The consumption of bunker fuel is heavily correlated with global trade, so we expect it will take several years before bunker fuel market is at the same level as in 2019. However, terminals in ARA specialized in fuel oil will benefit from the growing size of the fuel oil bunker market. As the number of grades has increased and more components are needed to blend into the 0.5%FO / HSFO / MGO, more storage capacity is needed.

Additionally, on top of these structural effects on fuel oil supply, demand and imbalances, there is an enormous oversupply in the market due to the COVID-19 / Corona crisis. This has resulted in a steep contango in fuel oil forward prices and is stimulating traders to buy and store excess fuel oil supply. This provides major support for fuel oil storage rates in the short to medium term.

Electrification of passengers’ cars

Electric mobility is growing very fast. In 2018, the global electric car fleet exceeded 5.1 million, up 2 million from the previous year. China sold over 1 million cars in 2018, followed by Europe (385,000) and US (361,000). Norway has the highest market share for sales (46% in 2018). According to the IEA the projected growth in the New Policies Scenario of electric vehicles would cut oil products by 2.5 million barrels/day.

In a push to limit GHG emissions originating from vehicles the European Commission has imposed emission targets to car-producers. New cars are tested and need to have CO2 emissions lower than a certain limit. This limit has been gradually lowered to an average of 130 gram per kilometre in 2015 and will be lowered even further to 95 gram per kilometre as from 2021. CO2 emissions are directly proportional linked to fuel efficiency and therefore have a direct effect on consumption volumes per car per kilometre. As from 2025 the EU emission target is -15% relative to 2021. As from 2030 the target is set on -37.5% relative to 2021.

If car manufacturers do not comply to these targets, they will get penalties because of non-compliance. As BEV’s count as zero emissions cars, it is expected that these targets drive the production of electric cars.
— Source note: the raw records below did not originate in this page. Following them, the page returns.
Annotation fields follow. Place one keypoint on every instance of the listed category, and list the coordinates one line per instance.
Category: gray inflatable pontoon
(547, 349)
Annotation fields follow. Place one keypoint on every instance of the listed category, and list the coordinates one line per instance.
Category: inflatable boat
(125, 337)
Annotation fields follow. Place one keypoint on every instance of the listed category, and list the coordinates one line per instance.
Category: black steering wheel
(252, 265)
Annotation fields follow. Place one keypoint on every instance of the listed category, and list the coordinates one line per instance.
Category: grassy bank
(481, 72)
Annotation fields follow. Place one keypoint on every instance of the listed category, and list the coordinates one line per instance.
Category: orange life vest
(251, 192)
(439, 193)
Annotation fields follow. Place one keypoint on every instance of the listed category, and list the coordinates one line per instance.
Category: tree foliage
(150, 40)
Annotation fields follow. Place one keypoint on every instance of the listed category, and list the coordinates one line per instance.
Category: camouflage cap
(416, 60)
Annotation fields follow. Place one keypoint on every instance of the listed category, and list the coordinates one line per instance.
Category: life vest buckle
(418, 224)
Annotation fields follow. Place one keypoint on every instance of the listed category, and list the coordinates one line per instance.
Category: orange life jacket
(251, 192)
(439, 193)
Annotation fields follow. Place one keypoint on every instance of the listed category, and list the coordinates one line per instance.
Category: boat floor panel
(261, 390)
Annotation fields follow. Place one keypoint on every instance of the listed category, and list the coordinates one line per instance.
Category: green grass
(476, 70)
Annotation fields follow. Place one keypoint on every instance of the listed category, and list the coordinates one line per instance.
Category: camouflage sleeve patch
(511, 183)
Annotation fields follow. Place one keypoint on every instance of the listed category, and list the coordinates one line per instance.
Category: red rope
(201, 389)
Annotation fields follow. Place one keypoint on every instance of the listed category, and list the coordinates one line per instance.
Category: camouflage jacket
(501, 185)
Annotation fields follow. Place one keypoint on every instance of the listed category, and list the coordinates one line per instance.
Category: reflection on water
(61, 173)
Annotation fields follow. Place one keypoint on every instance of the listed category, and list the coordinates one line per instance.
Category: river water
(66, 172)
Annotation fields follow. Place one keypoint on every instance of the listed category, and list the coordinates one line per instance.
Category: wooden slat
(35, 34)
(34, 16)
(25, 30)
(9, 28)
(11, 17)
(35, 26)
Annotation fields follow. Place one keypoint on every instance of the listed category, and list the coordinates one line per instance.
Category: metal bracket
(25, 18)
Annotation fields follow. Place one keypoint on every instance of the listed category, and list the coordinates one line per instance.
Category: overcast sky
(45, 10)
However, reality is different as EU average car emissions are increasing again, see figure 5.6b. Higher SUV sales and not diesel decline have resulted in higher CO2 emissions.
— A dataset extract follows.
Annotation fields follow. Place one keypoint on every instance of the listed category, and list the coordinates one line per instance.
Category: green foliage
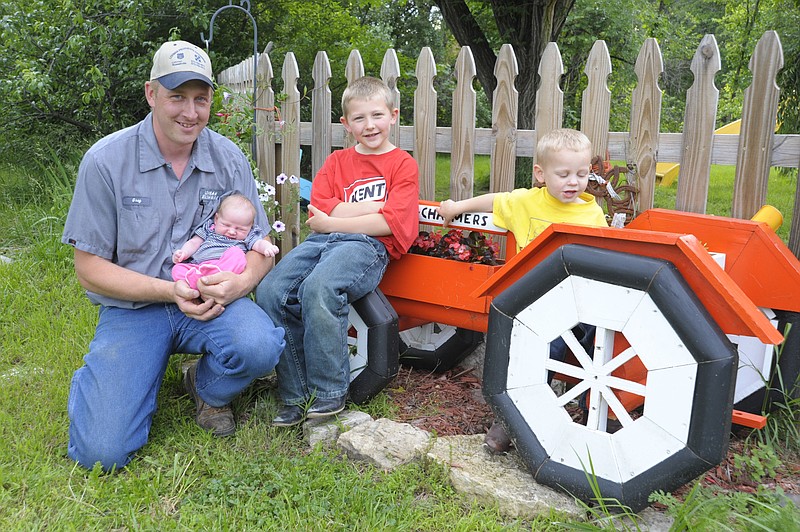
(77, 69)
(759, 462)
(706, 509)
Nevertheless, this electrification trend will have an impact on the gasoline consumption. In ARA the port of Amsterdam plays a central role in the gasoline segment. Because Europe has a structural surplus of gasoline there is a continuous flow being exported out of Europe to gasoline outlets. Consumption of European gasoline is expected to decrease, mainly because the electrification of its car fleet. As the production of gasoline will not decline or not decline that fast, it is expected that the surplus of gasoline will increase, which is beneficial for terminal operators.

Reverse dieselization of European passenger car sales

Due to a mix of governmental policies and changes in consumer preferences the share of diesel-powered cars relative to total cars sales has shifted dramatically in Northwest Europe. Consequently, the consumption of diesel is decreasing and it is expected this trend will continue. As production of diesel will not decline or not decline that fast, the deficit of gasoil / diesel is expected to decrease, which is not beneficial for terminal operators.
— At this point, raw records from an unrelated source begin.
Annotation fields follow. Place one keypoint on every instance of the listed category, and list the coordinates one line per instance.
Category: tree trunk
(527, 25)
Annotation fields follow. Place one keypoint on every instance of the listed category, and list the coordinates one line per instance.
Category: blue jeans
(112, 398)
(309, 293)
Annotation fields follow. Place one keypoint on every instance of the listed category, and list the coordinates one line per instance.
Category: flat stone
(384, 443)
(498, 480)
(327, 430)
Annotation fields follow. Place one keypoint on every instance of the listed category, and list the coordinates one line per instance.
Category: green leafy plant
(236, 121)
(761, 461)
Although the oil market is really hit by Covid-19, the direct impact on oil terminal operators is positive as the market is currently in a deep contango. Consequently, tanks are rented out and storage fees have increased significantly.

Other themes like IMO 2020 and electrification of passenger cars seem to have positive effects on the profitability of terminal operators. IMO 2020 create more tank storage demand because of a higher number of bunker fuel grades and more components that are needed, while for gasoline the structural imbalance is expected to increase.

However, for the storage demand for diesel is expected to decrease because the current deficit is expected to decrease.